His first day on the job, Mr. Van Gorder attended a meeting at Scripps Memorial Hospital La Jolla (Calif.) with another Scripps executive to resolve a miscommunication surrounding contract renegotiations. Rising tensions between physicians and administrators boiled over at the meeting, which cumulated with the Scripps executive quitting his job on the spot so he could sue the hospital’s chief of staff for slander.

“The physician sitting next to me tapped my shoulder and said, ‘Welcome to Scripps, you’re on,'” says Mr. Van Gorder. “That was the end of my first day.”

Flash forward 18 years and Mr. Van Gorder — promoted to CEO six months after joining Scripps — now runs a $3.1 billion health system that’s been named to Fortune’s top 100 employers in the country 10 years in a row.
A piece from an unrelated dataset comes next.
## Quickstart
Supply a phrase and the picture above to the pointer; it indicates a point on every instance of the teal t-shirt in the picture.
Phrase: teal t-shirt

Mr. Van Gorder discussed Scripps’ transformation — and the leadership strategies he used to drive these improvements — at the Becker’s Hospital Review 8th Annual Meeting in Chicago.

Earn employees’ trust

Shortly after he took over the CEO role, Mr. Van Gorder met with every board member one-on-one.

“Everyone wanted me to fix everything all at once,” he says. “But I knew I needed to prioritize and first find a way to work with our physicians.”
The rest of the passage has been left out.